Autoridades Reconhecem Contribuições de Lewandowski
O ex-ministro Ricardo Lewandowski entregou sua carta de demissão ao presidente Luiz Inácio Lula da Silva nesta quinta-feira (8). A formalização da saída foi publicada em uma edição extra do Diário Oficial da União (DOU) na sexta-feira (9), que informou também que o secretário-executivo do Ministério da Justiça, Manoel Almeida, assumirá a função interinamente. O gesto de Lewandowski repercutiu entre diversas autoridades, incluindo o decano do Supremo Tribunal Federal (STF), Gilmar Mendes, e o advogado-geral da União, Jorge Messias.
Gilmar Mendes enfatizou a importância da gestão de Lewandowski, destacando os avanços no combate ao crime organizado, que ficaram evidentes por meio de um planejamento estratégico que envolveu inteligência policial e a colaboração entre diversas instituições. “A atuação do Ministro Lewandowski foi marcada por grandes operações da Polícia Federal contra facções criminosas”, disse Mendes.

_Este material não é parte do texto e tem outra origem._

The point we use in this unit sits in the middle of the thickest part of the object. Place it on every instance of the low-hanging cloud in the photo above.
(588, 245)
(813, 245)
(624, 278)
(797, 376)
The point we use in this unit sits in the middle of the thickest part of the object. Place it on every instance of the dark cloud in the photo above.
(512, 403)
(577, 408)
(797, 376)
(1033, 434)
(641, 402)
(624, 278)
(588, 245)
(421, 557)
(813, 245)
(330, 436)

Além das operações na área de segurança, Mendes também ressaltou iniciativas institucionais significativas, como a apresentação da Proposta de Emenda Constitucional (PEC) da Segurança Pública e do projeto de lei antifacção. Tais propostas visavam fortalecer a coordenação entre diferentes esferas de governo no combate ao crime organizado.
Desafios e Legado de Lewandowski
O advogado-geral da União, Jorge Messias, também elogiou Lewandowski, valorizando os avanços conquistados durante sua gestão. Ele mencionou que o período foi repleto de desafios que exigiram não apenas conhecimento técnico, mas também um forte senso de responsabilidade pública. “Sob sua liderança, a pasta da Justiça apresentou reformas essenciais, promovendo a união em torno de objetivos comuns”, afirmou Messias, que se declarou admirador e discípulo de Lewandowski.

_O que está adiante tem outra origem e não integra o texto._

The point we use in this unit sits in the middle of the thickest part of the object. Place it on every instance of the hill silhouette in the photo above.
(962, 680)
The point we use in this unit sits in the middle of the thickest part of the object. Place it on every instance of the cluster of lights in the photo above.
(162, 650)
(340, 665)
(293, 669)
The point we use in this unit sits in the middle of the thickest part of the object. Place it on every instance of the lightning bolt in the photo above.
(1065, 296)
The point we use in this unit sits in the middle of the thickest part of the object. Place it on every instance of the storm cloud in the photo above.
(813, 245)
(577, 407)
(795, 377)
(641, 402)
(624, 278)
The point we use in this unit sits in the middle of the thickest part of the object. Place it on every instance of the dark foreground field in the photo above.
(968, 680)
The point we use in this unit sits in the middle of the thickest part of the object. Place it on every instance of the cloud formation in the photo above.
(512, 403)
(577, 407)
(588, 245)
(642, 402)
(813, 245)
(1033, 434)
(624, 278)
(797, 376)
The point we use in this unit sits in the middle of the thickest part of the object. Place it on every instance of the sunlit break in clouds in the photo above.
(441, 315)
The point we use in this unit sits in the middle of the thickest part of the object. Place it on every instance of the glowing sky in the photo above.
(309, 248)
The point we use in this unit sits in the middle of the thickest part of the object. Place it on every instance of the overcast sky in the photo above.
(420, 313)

A saída do ex-ministro também foi comentada pelo ministro do Desenvolvimento Agrário e Agricultura Familiar, Paulo Teixeira, que utilizou suas redes sociais para parabenizar Lewandowski pelo legado deixado. Ele enfatizou a relevância das propostas deixadas no Congresso, como a PEC da integração da segurança pública e o projeto de lei antifacção, considerados fundamentais para o combate ao crime organizado.

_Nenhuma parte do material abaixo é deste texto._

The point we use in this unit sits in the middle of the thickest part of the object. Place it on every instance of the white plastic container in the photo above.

Histórico e Contexto da Saída
Ricardo Lewandowski assumiu o Ministério da Justiça em fevereiro de 2024, após sua aposentadoria do STF em abril de 2023. Informações obtidas pela TV Globo indicam que Lewandowski já havia sinalizado a intenção de deixar o cargo no início de dezembro, retirando pertences do gabinete no Palácio da Justiça desde o começo da semana. Sua saída ocorre em um momento crítico em relação à segurança pública no Brasil, especialmente diante da crescente atuação de organizações criminosas.
Atualmente, o Ministério da Justiça abriga a Polícia Federal (PF), a Polícia Rodoviária Federal (PRF) e a Força Nacional, que atua em situações de crise e reforço da segurança pública. Porém, Lewandowski deixa o cargo sem ter conseguido aprovar a PEC da Segurança Pública no Congresso, a principal proposta do governo Lula nessa área, que prevê uma maior participação da União nas ações de combate ao crime organizado.
Entre os fatores que influenciaram a decisão de Lewandowski, segundo informações apuradas, estão as novas articulações no governo para dividir a pasta que ele chefiava em dois ministérios: um da Justiça e outro da Segurança Pública, seguindo o modelo adotado durante o governo Michel Temer.
Trajetória e Contribuições Importantes
Lewandowski tem um histórico marcante, tendo ocupado posições importantes como presidente do Conselho de Assuntos Jurídicos da Confederação Nacional da Indústria (CNI) e do Tribunal Permanente de Revisão do Mercosul. Formado em direito pela Faculdade de São Bernardo do Campo, iniciou sua carreira na área jurídica em 1990 e ingressou no STF em 2006, indicado por Lula. Durante seus 17 anos na Corte, foi revisor do julgamento do mensalão do PT e presidiu a sessão no Senado que conduziu o impeachment da ex-presidente Dilma Rousseff. Além disso, teve papel fundamental em decisões significativas, como a constitucionalidade da Lei da Ficha Limpa e a proibição de nepotismo no serviço público.
Durante a pandemia de Covid-19, Lewandowski também foi responsável por relatar ações que permitiram restrições a pessoas não vacinadas e exigiram que o governo federal apresentasse um plano de enfrentamento à crise sanitária. Sua aposentadoria do STF em abril de 2023 marcou o fim de uma carreira repleta de contribuições relevantes ao sistema jurídico brasileiro.